Heilbronn. Warum unternimmt die Stadt Neudenau nichts gegen ein Soldatengrab auf ihrer Gemarkung, das seit Jahren als "Pilgerstätte" von Neonazis bekannt ist? Und welche Rolle spielen polizeibekannte Rechte bei den "Montagsspaziergängen" in der Region? Um diese beiden Fragen drehten sich die "Kaffeehausgespräche" der Heilbronner Initiative "Wehret den Anfängen", die diesmal im Museum "Altes Rathaus" in Leingarten geführt wurden. Recht spontan dazugekommen war auch Polizeipräsident Hans Becker. Er berichtete von einer wachsenden Zahl der "Spaziergänger" und bekannte: "Ich mache mir gerade sehr viele Sorgen um das Land und meine Kollegen."

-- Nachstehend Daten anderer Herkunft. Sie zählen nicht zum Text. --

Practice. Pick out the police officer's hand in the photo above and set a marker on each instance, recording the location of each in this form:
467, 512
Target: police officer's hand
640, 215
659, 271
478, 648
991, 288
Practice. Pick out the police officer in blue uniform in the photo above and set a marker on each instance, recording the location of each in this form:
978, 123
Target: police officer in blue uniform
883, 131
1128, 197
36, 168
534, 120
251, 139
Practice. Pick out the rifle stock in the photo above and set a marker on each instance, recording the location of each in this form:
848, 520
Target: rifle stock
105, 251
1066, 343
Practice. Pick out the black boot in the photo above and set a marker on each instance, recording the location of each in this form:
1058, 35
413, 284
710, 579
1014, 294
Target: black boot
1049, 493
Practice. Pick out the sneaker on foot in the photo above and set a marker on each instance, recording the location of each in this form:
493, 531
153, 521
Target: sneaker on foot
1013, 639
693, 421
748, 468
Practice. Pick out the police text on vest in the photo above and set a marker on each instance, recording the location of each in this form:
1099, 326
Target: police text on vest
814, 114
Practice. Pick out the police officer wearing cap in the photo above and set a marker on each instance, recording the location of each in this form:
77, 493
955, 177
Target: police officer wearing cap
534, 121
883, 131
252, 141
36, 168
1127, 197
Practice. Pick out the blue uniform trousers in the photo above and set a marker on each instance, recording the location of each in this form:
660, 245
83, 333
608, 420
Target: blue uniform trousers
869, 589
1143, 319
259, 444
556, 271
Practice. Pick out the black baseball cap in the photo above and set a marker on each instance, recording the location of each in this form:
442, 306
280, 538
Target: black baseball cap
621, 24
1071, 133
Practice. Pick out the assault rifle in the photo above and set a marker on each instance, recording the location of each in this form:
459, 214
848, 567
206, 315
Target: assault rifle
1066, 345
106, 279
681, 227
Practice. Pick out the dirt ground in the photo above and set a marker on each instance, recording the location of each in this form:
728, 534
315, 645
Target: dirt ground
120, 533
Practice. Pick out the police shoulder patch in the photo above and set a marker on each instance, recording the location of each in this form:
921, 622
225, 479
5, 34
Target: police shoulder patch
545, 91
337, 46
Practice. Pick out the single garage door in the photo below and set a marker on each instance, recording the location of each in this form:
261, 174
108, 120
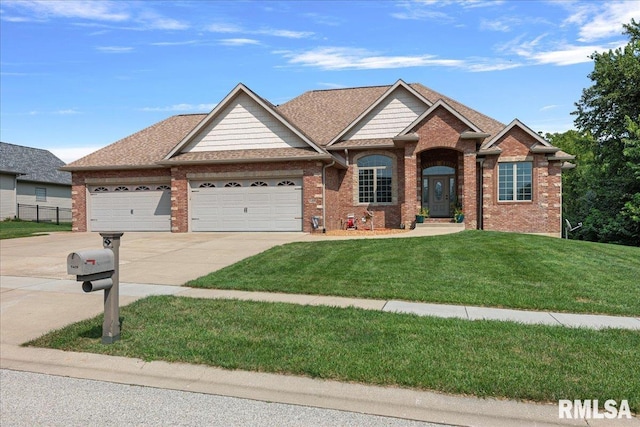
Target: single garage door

Zunächst aber berichtete Michael Oschwald den gut 50 Zuhörern über die weithin sichtbare Grabstätte im Neudenauer Teilort Herbolzheim. Der Inschrift zufolge erinnert es an drei namentlich genannte deutsche Soldaten und einen "unbekannten SS-Mann", die in den letzten Tagen des Zweiten Weltkriegs "im Kampf um Herbolzheim" von den vorrückenden Amerikanern getötet worden sind. Den Recherchen zufolge gehörten jedoch alle vier Männer der 17. SS-Panzergrenadierdivision "Götz von Berlichingen" an, und somit einer Einheit, deren Soldaten nachweislich Kriegsgefangene und Zivilisten ermordet hat und der weitere Kriegsverbrechen vorgeworfen werden.

Soldaten dieser Division sollen im August 1944 an der Zerstörung des französischen Dorfs Maillé beteiligt gewesen sein und 124 Menschen ermordet haben, darunter 43 Kinder. Das erst spät aufgearbeitete "Massaker von Maillé" gilt als zweitschwerstes Kriegsverbrechen deutscher Soldaten auf französischem Boden; nur in Oradour hatten SS-Soldaten einer anderen Einheit noch schlimmer unter Zivilisten gewütet.

Bemerkenswert ist, dass das 1958 von der Gemeinde angelegte Grab noch heute gepflegt wird. Ob von der Gemeinde selbst oder von Unbekannten, ist unklar. Die Frage der Initiative "Wehret den Anfängen" danach an die Verwaltung blieben, so war zu hören, bislang ebenso unbeantwortet wie Einladungen zu einer Diskussion darüber. Auf Nachfrage der RNZ teilte die Verwaltung am gestrigen Mittwoch mit, Bürgermeister Manfred Hebeiß sei im Urlaub und könne daher erst später antworten.

Doch nicht alleine das Gedenken an mutmaßliche Kriegsverbrecher und das "Wegducken" der Kommunalpolitiker irritiert die Initiative: Hinter einer Hecke am Grabmal ist eine Steinplatte eingelassen, auf der die Parole "Treue um Treue" zu lesen ist. Der Ursprungsstein wurde 1958 von der "Hilfsgemeinschaft auf Gegenseitigkeit der Angehörigen der ehemaligen Waffen-SS" gesetzt und 1994 von der "Traditionsgemeinschaft ehemaliger Soldaten" erneuert.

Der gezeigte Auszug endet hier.